Good point. At least in my mind, the gains from overclocking a high-end CPU are far better than overclocking a high-end GPU. A 3.3GHz SNB can regularly hit 4.5GHz with a bit more voltage and better cooling. Even after factoring out Turbo, that's a huge performance increase. And yet because TDP was only 95W in the first place, power consumption hasn't necessarily hit the roof and it's still practical to move that much heat quietly.
This is as compared to high-end GPUs, where they regularly have TDPs in the 200-300W range. GPUs (specifically those that aren't 2nd tier like the 670/7950) don't overclock nearly as well as a CPU, and if you overvolt it's easy to add a lot of power consumption in the process. The gains aren't nearly as great for the extra effort incurred. I'll chase more performance, but the heat generated means I do have a limit.
Indeed. I'm only paying something like $.07/KWh, which is incredibly cheap. So at least here the problem with power consumption isn't the cost of the electricity (or even running the A/C), but rather the overall heat and acoustics. Even though I have central A/C I
still have to run a secondary A/C in my office on hot days because of my equipment.
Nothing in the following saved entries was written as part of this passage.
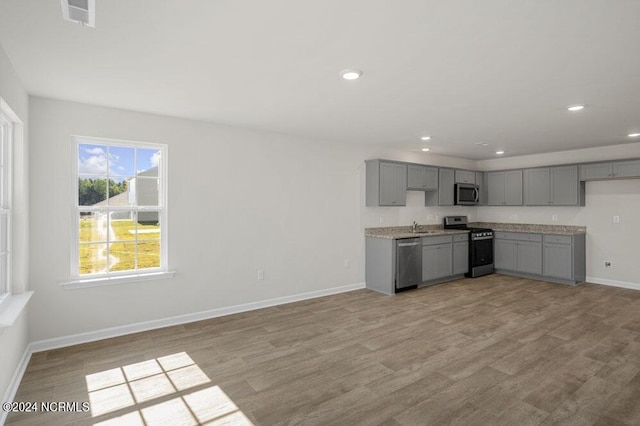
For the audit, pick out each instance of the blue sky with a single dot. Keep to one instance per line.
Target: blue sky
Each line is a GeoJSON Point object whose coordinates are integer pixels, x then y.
{"type": "Point", "coordinates": [118, 162]}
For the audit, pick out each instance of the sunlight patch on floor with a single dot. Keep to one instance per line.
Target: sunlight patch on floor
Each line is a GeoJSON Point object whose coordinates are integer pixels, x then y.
{"type": "Point", "coordinates": [116, 393]}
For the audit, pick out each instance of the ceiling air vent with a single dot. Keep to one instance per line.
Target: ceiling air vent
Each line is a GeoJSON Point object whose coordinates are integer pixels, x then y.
{"type": "Point", "coordinates": [80, 11]}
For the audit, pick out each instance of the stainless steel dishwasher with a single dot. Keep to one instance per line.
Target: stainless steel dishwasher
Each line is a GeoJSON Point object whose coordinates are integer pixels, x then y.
{"type": "Point", "coordinates": [408, 263]}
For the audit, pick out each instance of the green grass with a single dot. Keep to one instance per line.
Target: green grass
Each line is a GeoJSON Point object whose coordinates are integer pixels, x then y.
{"type": "Point", "coordinates": [92, 256]}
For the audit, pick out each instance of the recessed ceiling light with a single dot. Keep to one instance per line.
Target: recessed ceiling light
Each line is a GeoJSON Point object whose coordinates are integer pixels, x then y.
{"type": "Point", "coordinates": [350, 74]}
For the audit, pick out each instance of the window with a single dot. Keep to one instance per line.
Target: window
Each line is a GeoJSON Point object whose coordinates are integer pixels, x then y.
{"type": "Point", "coordinates": [6, 134]}
{"type": "Point", "coordinates": [120, 209]}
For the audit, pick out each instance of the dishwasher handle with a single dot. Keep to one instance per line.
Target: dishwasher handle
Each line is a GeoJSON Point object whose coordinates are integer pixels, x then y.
{"type": "Point", "coordinates": [408, 244]}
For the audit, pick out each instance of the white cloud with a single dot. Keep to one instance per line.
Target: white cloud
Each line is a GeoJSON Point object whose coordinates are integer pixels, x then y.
{"type": "Point", "coordinates": [155, 159]}
{"type": "Point", "coordinates": [94, 151]}
{"type": "Point", "coordinates": [93, 165]}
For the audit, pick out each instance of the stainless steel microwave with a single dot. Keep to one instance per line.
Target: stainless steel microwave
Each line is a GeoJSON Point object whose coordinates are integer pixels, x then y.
{"type": "Point", "coordinates": [466, 194]}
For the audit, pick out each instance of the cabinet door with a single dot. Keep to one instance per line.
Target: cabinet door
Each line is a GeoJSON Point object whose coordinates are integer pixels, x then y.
{"type": "Point", "coordinates": [564, 186]}
{"type": "Point", "coordinates": [400, 184]}
{"type": "Point", "coordinates": [530, 257]}
{"type": "Point", "coordinates": [422, 178]}
{"type": "Point", "coordinates": [444, 260]}
{"type": "Point", "coordinates": [626, 168]}
{"type": "Point", "coordinates": [387, 184]}
{"type": "Point", "coordinates": [415, 177]}
{"type": "Point", "coordinates": [481, 188]}
{"type": "Point", "coordinates": [506, 255]}
{"type": "Point", "coordinates": [460, 258]}
{"type": "Point", "coordinates": [463, 176]}
{"type": "Point", "coordinates": [536, 187]}
{"type": "Point", "coordinates": [445, 187]}
{"type": "Point", "coordinates": [596, 171]}
{"type": "Point", "coordinates": [429, 263]}
{"type": "Point", "coordinates": [513, 188]}
{"type": "Point", "coordinates": [495, 188]}
{"type": "Point", "coordinates": [431, 178]}
{"type": "Point", "coordinates": [558, 260]}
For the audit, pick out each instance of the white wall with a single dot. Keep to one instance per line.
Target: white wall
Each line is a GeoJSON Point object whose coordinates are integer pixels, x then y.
{"type": "Point", "coordinates": [13, 340]}
{"type": "Point", "coordinates": [240, 201]}
{"type": "Point", "coordinates": [606, 241]}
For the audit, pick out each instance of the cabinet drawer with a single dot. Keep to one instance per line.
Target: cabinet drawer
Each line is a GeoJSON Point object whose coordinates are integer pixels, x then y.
{"type": "Point", "coordinates": [518, 236]}
{"type": "Point", "coordinates": [429, 241]}
{"type": "Point", "coordinates": [460, 237]}
{"type": "Point", "coordinates": [559, 239]}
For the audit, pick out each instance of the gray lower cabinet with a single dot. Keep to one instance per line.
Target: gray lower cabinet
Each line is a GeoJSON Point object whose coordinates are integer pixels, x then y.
{"type": "Point", "coordinates": [549, 257]}
{"type": "Point", "coordinates": [422, 178]}
{"type": "Point", "coordinates": [386, 183]}
{"type": "Point", "coordinates": [518, 252]}
{"type": "Point", "coordinates": [446, 185]}
{"type": "Point", "coordinates": [460, 257]}
{"type": "Point", "coordinates": [530, 257]}
{"type": "Point", "coordinates": [437, 262]}
{"type": "Point", "coordinates": [610, 170]}
{"type": "Point", "coordinates": [504, 188]}
{"type": "Point", "coordinates": [564, 257]}
{"type": "Point", "coordinates": [441, 260]}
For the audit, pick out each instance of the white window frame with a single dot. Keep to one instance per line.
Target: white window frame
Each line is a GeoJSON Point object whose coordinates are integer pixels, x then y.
{"type": "Point", "coordinates": [116, 277]}
{"type": "Point", "coordinates": [6, 145]}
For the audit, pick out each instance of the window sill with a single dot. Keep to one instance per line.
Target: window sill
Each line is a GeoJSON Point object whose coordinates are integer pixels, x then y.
{"type": "Point", "coordinates": [12, 307]}
{"type": "Point", "coordinates": [123, 279]}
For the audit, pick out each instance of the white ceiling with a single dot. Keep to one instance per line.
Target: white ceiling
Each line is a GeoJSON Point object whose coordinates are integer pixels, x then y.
{"type": "Point", "coordinates": [462, 71]}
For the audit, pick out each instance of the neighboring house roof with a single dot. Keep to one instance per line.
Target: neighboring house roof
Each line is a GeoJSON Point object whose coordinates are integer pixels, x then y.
{"type": "Point", "coordinates": [149, 172]}
{"type": "Point", "coordinates": [122, 199]}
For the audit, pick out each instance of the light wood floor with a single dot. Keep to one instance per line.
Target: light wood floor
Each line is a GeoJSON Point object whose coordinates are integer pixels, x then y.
{"type": "Point", "coordinates": [495, 350]}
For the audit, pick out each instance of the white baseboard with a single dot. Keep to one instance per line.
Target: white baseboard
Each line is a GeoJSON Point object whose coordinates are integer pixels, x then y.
{"type": "Point", "coordinates": [10, 393]}
{"type": "Point", "coordinates": [613, 283]}
{"type": "Point", "coordinates": [75, 339]}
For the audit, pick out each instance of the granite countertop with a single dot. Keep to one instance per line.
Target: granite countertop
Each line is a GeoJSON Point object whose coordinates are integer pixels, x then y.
{"type": "Point", "coordinates": [532, 228]}
{"type": "Point", "coordinates": [400, 232]}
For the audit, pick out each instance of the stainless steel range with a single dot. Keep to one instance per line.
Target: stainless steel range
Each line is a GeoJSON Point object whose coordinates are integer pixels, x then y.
{"type": "Point", "coordinates": [480, 246]}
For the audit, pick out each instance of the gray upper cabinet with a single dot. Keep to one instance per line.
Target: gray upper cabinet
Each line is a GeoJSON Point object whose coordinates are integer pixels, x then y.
{"type": "Point", "coordinates": [422, 178]}
{"type": "Point", "coordinates": [504, 188]}
{"type": "Point", "coordinates": [445, 187]}
{"type": "Point", "coordinates": [464, 176]}
{"type": "Point", "coordinates": [482, 186]}
{"type": "Point", "coordinates": [552, 186]}
{"type": "Point", "coordinates": [386, 183]}
{"type": "Point", "coordinates": [596, 171]}
{"type": "Point", "coordinates": [610, 170]}
{"type": "Point", "coordinates": [536, 187]}
{"type": "Point", "coordinates": [626, 169]}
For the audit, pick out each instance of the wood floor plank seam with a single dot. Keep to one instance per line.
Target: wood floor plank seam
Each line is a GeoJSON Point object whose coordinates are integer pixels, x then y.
{"type": "Point", "coordinates": [494, 350]}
Portable A/Cs are neither quiet nor cheap, so while the latter is a sunk cost, if I can keep heat generation down and avoid listening to the A/C I'm all for it.
It's the difference between graphics and serial workloads. Rendering is embarrassingly parallel - add more functional units (shaders, ROPs, etc) and performance will increase in a fairly linear fashion. So every node shrink should bring with it around a 50% performance improvement for the same die/power.
This is as compared to serial workloads, which can't be distributed across additional functional units like that. The only solution is higher IPC and higher clockspeeds, and we've reached a point where both are difficult to significantly increase right now.